Drew Marshburn, North Carolina State University, will screen small organic dyes using density functional theory (DFT) quantum chemical calculations. NCSU is home to the Max Weaver Dye Library, an enormous collection of dyes. This library contains compounds that could be groundbreaking in endeavors such as the improvement of photodynamic cancer therapy, forensic analysis of tiny threads, or the development of environmentally friendly dyes. However, obtaining relevant samples while picking through 100,000 dyes is an almost insurmountable difficulty for researchers. DFT calculations could allow us to rapidly and accurately select or create dyes with desired properties. The massive size of the dye library necessitates the use of massive computational resources, and this work will exploit Blue Waters to this end. A systematic study of DFT methodologies and diverse dye systems will pave the way for intensive application-based research, and will allow scientists to design compounds without ‘slowly dyeing' on a quest for a needle in a haystack.
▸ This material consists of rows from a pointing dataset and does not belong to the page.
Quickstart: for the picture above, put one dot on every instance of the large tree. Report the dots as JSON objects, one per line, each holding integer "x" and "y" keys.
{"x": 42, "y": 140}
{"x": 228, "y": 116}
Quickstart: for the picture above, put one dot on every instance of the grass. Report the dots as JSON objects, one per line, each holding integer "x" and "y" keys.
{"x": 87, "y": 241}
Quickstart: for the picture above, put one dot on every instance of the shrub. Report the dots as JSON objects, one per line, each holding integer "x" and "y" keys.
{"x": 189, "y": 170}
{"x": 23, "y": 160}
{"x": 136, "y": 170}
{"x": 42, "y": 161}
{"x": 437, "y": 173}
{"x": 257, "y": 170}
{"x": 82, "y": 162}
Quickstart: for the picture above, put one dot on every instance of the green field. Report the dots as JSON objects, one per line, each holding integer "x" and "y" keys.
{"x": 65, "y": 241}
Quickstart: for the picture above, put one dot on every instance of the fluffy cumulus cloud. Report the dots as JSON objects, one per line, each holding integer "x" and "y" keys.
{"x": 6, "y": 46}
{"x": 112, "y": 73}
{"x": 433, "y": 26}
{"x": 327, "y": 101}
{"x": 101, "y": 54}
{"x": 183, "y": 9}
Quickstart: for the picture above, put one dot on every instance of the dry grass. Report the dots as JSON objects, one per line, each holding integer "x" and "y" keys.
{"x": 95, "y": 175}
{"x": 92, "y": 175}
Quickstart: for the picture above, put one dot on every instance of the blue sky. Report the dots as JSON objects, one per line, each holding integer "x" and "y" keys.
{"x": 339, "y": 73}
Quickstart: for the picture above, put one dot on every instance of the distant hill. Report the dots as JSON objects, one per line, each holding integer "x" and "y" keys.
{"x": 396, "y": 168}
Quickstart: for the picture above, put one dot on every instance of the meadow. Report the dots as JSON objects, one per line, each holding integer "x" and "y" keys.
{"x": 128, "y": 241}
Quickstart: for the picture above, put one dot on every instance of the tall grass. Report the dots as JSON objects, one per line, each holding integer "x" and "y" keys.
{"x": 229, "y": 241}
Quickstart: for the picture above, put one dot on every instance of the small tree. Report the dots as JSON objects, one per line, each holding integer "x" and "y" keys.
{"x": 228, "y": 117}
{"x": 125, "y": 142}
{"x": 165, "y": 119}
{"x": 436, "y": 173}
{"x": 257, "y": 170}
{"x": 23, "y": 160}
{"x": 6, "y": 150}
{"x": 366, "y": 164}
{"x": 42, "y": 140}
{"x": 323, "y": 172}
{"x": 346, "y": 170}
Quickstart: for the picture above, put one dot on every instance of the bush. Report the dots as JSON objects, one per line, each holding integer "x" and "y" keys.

Gage Russell, University of Oklahoma, is developing a multi-physics, multi-component, multi-phase subsurface fluid flow simulator under the mentorship of Dr. Zulfiquar Reza. The intent of the simulator will be to incorporate new physics at scales that are not currently implemented in commercial simulators. The simulator will model subsurface fluid and heat flow, reactive transport, and stress simulation. Matlab Reservoir Simulation Toolbox (MRST) will be used for prototyping of single phase and multi-phase flow in porous media and the testing of new mathematical and simulation models. Considering pore-throat dependent capillary pressures will capture the pore geometry of nano-scale porous media. HPC will be applied to reduce the computational cost in the compositional simulation module, the additional complexities faced by the introduction of capillary pressure distribution, and the extension of this work to multi-phasic (vapor-liquid-liquid and vapor-liquid-liquid-solid) systems.
Xavier White, Kean University, began working on the World of Data project in Fall 2016 as part of his Research First Initiative coursework. The project has already allowed him to see practical uses for what he has been learning in his classes, and his skills learned in his programming, data structures, and calculus classes have prepared him to be successful at this project. Over the course of the coming year, Xavier will be focusing largely on the user interface for World of Data along with the compatibility across multiple platforms including popular VR. Additionally a big focus will be the use of supercomputing to process larger data sets across a larger network and to allow for 3D spaces to visualize the data for classroom or group meeting use.